Qui a jamais souhaiter laisser tomber les "Paramitas ? pas même Michel Paix... mais rien à voir avec le karma.
Ben si, c'est le raisonnement de beaucoup de maitres bouddhistes, comme quoi le karma, c'est ce qui justifierait la moralité. Un peu comme le paradis et l'enfer dans les monothéismes.[/quote]
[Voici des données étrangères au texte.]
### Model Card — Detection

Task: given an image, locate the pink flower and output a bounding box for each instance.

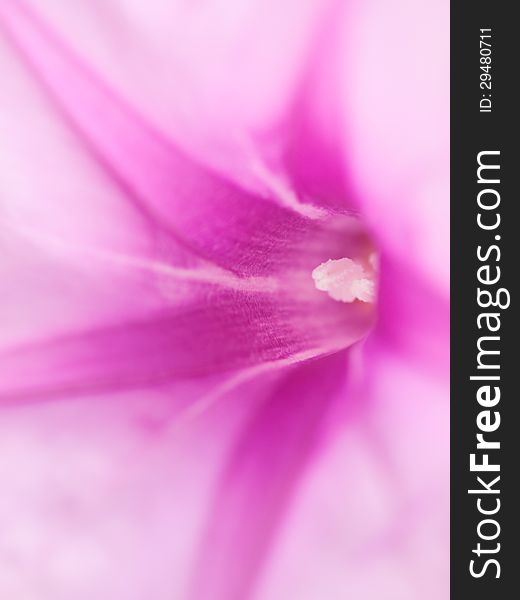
[0,1,449,599]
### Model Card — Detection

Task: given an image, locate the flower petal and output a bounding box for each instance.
[2,0,339,199]
[254,336,448,599]
[0,379,269,600]
[252,243,450,600]
[0,280,372,402]
[340,0,449,293]
[250,197,449,599]
[0,2,375,405]
[0,1,364,279]
[188,350,350,600]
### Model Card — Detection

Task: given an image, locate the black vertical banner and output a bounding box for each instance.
[452,3,518,598]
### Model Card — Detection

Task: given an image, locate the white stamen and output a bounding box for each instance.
[312,258,376,303]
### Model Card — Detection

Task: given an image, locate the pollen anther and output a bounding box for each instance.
[312,258,376,303]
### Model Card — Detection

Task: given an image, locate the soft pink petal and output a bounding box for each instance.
[5,0,340,201]
[250,2,450,595]
[0,375,278,600]
[0,284,372,402]
[0,3,376,403]
[375,255,449,376]
[188,350,350,600]
[255,340,448,600]
[0,3,450,600]
[0,20,189,347]
[340,0,449,293]
[280,1,355,212]
[0,3,366,279]
[230,237,449,600]
[0,21,156,262]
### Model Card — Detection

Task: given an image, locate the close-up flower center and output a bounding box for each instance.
[312,256,377,304]
[0,1,449,599]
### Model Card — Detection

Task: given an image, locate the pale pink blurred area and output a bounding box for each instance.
[11,0,339,197]
[340,0,450,294]
[0,383,269,600]
[0,1,449,599]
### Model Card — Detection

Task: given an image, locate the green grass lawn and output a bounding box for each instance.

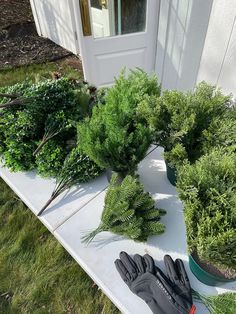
[0,61,119,314]
[0,59,82,87]
[0,179,118,314]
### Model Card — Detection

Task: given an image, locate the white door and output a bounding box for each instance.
[75,0,160,87]
[90,0,115,37]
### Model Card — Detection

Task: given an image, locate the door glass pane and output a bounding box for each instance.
[90,0,147,38]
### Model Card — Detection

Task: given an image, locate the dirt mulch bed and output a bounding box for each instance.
[0,22,73,69]
[0,0,33,30]
[0,0,82,71]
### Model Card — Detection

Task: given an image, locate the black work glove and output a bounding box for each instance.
[163,255,193,306]
[115,252,196,314]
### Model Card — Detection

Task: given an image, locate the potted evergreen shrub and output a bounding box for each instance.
[137,82,230,185]
[162,143,187,186]
[177,148,236,286]
[202,115,236,154]
[78,69,161,180]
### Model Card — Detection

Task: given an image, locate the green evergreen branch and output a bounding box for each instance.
[82,174,165,244]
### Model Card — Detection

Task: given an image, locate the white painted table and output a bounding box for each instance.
[1,147,235,314]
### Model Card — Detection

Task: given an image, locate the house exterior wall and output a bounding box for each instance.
[197,0,236,96]
[30,0,236,95]
[30,0,79,55]
[156,0,236,96]
[155,0,213,92]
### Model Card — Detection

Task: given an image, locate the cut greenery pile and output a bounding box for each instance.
[1,67,236,283]
[0,77,105,216]
[78,69,161,175]
[0,77,98,176]
[135,77,236,278]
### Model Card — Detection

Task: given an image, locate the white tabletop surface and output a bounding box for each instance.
[0,145,155,232]
[1,146,235,314]
[0,163,108,232]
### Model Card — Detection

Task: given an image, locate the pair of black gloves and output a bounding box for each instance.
[115,252,196,314]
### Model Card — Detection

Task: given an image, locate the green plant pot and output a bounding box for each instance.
[165,161,177,186]
[106,169,127,184]
[189,255,236,286]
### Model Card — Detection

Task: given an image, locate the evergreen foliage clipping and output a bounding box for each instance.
[38,146,103,216]
[35,139,69,178]
[193,291,236,314]
[82,174,166,243]
[202,115,236,154]
[78,69,161,174]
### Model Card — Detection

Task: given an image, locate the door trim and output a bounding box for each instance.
[79,0,92,36]
[72,0,92,80]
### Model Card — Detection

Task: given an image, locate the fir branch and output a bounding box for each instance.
[82,174,165,244]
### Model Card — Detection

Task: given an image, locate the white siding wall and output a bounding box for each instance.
[156,0,236,96]
[197,0,236,95]
[156,0,213,92]
[30,0,79,55]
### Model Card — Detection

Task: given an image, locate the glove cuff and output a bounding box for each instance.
[189,305,196,314]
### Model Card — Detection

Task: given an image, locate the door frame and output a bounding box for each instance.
[72,0,96,82]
Maitres bouddhistes d'obédience tibétaine assurément. Il est d'ailleurs révélateur que tu exprimes l'enfer et le paradis monothéist
es.


FleurDeLotus Butterfly_tenryu
chakyam

Dharmadhatu a écrit :
Chakyam a écrit :Indépendamment du fait qu'aucune continuité ne peut être démontrée puisqu'à chaque instant l'impermanence remplit sa fonction, il n'y a personne pour recueillir un quelconque fruit improbable d'une action improbable à partir d'un acte improbable posé
:D C'est quoi l'impermanence pour toi ? Combien de temps dure un instant ?


Question mal posée.

L'impermanence est le point asymptotique où l'invisible et le visible, l'Universel et le Personnel, le Yin et le Yang se rencontrent et créent l'instant dans l'instant qui ne dure qu'un instant, c'est-à-dire rien qui puisse être soumis à la mesure et que le zen va symboliquement nommer : la 13ème heure (qui ne dure pas une heure) ou encore l'apparaître/disparaître pour en marquer l'instantanéité fulgurante. La perception de ce point asymptotique sitôt disparu qu'apparu sera à renouveler tant que les circonstances le permettront mais ce ne sera plus le même point ni le même homme ou la même femme, encore bien moins une continuité... seulement l'instant.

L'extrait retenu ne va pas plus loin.